Le projet de mine de lithium à Échassières, Allier, a dû passer par la Commission nationale du débat public. - Wikimedia Commons / CC BY-SA 4.0 / Tomtoom03 
 
  Le jour même du vote de la censure du gouvernement de Michel Barnier, la nouvelle est passée presque inaperçue. Mercredi 4 décembre, le gouvernement renversé a mis en consultation un projet de décret qui entend modifier les catégories de projets soumis à la Commission nationale du débat public, CNDP. L’exécutif veut exclure du champ de la CNDP tout projet industriel dont le coût serait supérieur à 300 millions d’euros, sous prétexte d’accélérer la réindustrialisation du pays.
  Cette autorité indépendante, créée en 1995 par Michel Barnier, alors ministre de l’Environnement, s’assure que le public est bien concerté dans l’élaboration des projets ayant un impact sur l’environnement.
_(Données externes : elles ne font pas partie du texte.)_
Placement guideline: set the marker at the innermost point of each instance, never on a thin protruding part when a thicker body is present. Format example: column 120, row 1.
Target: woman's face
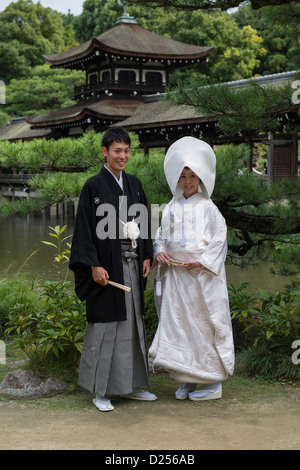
column 189, row 182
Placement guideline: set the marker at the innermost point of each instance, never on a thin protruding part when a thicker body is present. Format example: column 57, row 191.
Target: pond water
column 22, row 252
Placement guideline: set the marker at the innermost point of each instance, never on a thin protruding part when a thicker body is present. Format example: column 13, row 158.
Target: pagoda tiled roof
column 132, row 40
column 114, row 110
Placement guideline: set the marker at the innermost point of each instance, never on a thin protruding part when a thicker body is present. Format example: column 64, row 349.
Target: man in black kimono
column 114, row 354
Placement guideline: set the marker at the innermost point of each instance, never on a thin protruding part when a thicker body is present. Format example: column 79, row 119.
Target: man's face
column 116, row 157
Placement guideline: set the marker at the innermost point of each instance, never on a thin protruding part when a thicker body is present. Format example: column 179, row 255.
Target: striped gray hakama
column 114, row 355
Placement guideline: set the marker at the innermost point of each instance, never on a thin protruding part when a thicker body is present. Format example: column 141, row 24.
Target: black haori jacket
column 105, row 303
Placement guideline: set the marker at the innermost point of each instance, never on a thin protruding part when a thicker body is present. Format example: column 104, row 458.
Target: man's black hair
column 115, row 134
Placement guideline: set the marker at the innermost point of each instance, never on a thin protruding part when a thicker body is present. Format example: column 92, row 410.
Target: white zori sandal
column 207, row 392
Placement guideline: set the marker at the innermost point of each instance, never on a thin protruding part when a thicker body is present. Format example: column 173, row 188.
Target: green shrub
column 56, row 325
column 15, row 290
column 274, row 322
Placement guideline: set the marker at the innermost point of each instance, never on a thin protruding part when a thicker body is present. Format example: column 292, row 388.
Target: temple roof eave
column 78, row 113
column 138, row 43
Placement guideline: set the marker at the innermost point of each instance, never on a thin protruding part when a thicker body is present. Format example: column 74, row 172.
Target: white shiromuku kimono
column 194, row 341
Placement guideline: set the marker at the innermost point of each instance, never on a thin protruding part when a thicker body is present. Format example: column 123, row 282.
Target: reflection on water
column 21, row 242
column 20, row 237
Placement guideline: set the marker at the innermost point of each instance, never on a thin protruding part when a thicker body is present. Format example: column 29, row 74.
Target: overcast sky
column 75, row 6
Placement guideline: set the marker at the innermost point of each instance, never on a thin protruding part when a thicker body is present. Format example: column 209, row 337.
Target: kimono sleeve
column 84, row 247
column 214, row 256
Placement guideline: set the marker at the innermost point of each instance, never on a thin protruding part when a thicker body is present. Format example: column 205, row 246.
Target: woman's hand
column 162, row 257
column 100, row 275
column 192, row 265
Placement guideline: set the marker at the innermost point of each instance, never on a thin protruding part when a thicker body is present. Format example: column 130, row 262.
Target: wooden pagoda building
column 127, row 70
column 121, row 65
C’était par exemple le cas pour l’ouverture d’une mine de lithium dans l’Allier ou la création d’usines de batteries électriques dans le Nord. 
 
Consultation en ligne jusqu’au 27 décembre 
 
  Si les recommandations recueillies par la CNDP ne sont pas contraignantes, elles peuvent jouer un rôle important. Dans 60 % des cas, le projet en ressort modifié. En 2022, l’instance avait conclu que le projet éolien offshore au large de l’île d’Oléron ne suscitait « aucun consentement de la population ». Face à ces résultats, l’État avait retenu un autre lieu.
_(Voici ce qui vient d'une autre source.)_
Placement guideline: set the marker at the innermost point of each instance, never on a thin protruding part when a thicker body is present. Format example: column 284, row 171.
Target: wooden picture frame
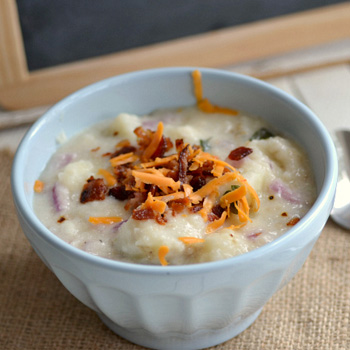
column 22, row 89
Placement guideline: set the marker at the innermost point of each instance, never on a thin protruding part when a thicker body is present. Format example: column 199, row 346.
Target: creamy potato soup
column 178, row 187
column 182, row 186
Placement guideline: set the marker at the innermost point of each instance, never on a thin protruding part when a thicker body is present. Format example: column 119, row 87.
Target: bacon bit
column 293, row 221
column 243, row 210
column 110, row 179
column 93, row 190
column 190, row 179
column 197, row 196
column 124, row 158
column 38, row 186
column 143, row 214
column 213, row 226
column 120, row 193
column 61, row 219
column 197, row 182
column 208, row 205
column 156, row 205
column 164, row 145
column 123, row 143
column 218, row 169
column 191, row 240
column 204, row 104
column 179, row 205
column 162, row 252
column 183, row 164
column 152, row 147
column 105, row 220
column 240, row 153
column 187, row 189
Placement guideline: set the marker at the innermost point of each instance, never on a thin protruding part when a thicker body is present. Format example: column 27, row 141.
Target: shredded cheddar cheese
column 106, row 220
column 152, row 147
column 157, row 183
column 162, row 252
column 213, row 226
column 110, row 179
column 123, row 159
column 38, row 186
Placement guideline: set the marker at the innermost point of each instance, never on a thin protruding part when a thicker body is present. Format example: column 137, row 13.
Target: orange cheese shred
column 208, row 205
column 152, row 147
column 106, row 220
column 213, row 226
column 38, row 186
column 162, row 252
column 123, row 143
column 110, row 179
column 123, row 159
column 233, row 196
column 197, row 84
column 191, row 240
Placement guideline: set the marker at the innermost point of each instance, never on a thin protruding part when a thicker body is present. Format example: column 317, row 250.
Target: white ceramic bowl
column 175, row 307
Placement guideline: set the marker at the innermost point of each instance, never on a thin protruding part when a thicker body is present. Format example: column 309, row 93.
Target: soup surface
column 175, row 187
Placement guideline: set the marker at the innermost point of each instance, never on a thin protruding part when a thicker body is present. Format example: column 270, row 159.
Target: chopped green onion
column 205, row 144
column 262, row 134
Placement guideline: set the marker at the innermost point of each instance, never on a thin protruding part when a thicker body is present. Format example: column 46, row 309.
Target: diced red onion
column 118, row 225
column 60, row 196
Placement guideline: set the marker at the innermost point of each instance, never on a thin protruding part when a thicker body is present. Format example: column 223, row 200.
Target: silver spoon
column 341, row 209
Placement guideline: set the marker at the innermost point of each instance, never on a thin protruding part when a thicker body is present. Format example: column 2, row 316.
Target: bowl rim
column 326, row 193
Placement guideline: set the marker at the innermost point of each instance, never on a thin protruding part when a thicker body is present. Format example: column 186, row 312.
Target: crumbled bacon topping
column 240, row 153
column 155, row 184
column 93, row 190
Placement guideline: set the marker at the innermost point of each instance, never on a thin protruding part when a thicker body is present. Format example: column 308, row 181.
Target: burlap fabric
column 36, row 312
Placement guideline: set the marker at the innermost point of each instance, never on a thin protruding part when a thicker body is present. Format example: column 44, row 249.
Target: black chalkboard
column 62, row 31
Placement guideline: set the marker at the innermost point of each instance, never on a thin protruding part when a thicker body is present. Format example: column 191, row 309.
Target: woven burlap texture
column 37, row 312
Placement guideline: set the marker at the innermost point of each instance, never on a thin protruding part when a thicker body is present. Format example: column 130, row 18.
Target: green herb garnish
column 205, row 144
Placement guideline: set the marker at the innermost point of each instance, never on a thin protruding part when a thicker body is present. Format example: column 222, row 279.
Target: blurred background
column 57, row 32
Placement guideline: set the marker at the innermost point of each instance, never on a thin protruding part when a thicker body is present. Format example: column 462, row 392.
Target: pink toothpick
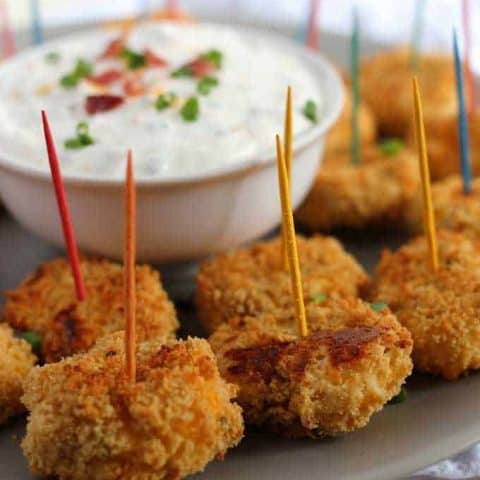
column 7, row 35
column 63, row 209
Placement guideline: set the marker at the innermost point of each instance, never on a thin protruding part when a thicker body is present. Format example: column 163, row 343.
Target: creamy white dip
column 237, row 120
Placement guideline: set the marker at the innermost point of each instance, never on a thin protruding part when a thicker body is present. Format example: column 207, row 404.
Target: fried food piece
column 373, row 193
column 351, row 363
column 16, row 360
column 439, row 308
column 338, row 139
column 46, row 303
column 443, row 144
column 453, row 209
column 254, row 280
column 87, row 420
column 386, row 86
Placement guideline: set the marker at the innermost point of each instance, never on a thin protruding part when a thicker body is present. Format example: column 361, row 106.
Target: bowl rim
column 318, row 64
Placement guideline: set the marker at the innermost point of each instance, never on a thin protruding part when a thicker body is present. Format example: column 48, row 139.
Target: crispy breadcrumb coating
column 338, row 139
column 16, row 360
column 439, row 308
column 373, row 193
column 443, row 144
column 254, row 280
column 87, row 420
column 332, row 381
column 386, row 86
column 453, row 209
column 46, row 303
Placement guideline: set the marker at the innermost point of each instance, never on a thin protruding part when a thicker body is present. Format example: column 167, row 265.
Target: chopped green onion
column 52, row 57
column 184, row 71
column 310, row 111
column 378, row 306
column 206, row 84
column 391, row 146
column 33, row 339
column 83, row 138
column 82, row 69
column 190, row 110
column 213, row 56
column 400, row 398
column 133, row 59
column 165, row 100
column 319, row 297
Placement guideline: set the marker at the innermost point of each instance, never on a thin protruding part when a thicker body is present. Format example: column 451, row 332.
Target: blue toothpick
column 462, row 121
column 36, row 22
  Le décret gouvernemental est soumis à une consultation publique en ligne jusqu’au vendredi 27 décembre. Pour l’heure, il a fait l’objet de 2 500 contributions, majoritairement négatives. Le projet suscite également une levée de boucliers parmi les associations environnementales.
  Pour l’association Générations futures, « sous couvert d’accélérer la réalisation de projets industriels », ce texte est « une nouvelle régression du droit à l’environnement ». Ilaria Casillo, vice-présidente de la CNDP, estime que, si le décret est adopté, « la population n’aura plus son mot à dire sur ces projets et elle ne sera même pas informée de leur existence, de leur impact, de leur coût… ».
  Or, ces projets liés à la décarbonation de l’industrie, et donc à la transition écologique, « méritent d’être débattus, car ils sont au cœur de la transformation des territoires », insiste-t-elle. Lors des débats, « il n’y a pas de tabou, les citoyens peuvent parler de tout et avoir accès à des informations fiables pour se forger un avis ». Pour Ilaria Casillo, « ce projet de décret montre que l’État a peur de la parole citoyenne ».
  Ce n’est pas la première fois que la CNDP est dans le viseur de l’exécutif. L’ancien ministre de l’Économie Bruno Le Maire avait tenté de la supprimer au printemps avec le projet de loi de simplification, finalement interrompu par la dissolution de l’Assemblée nationale.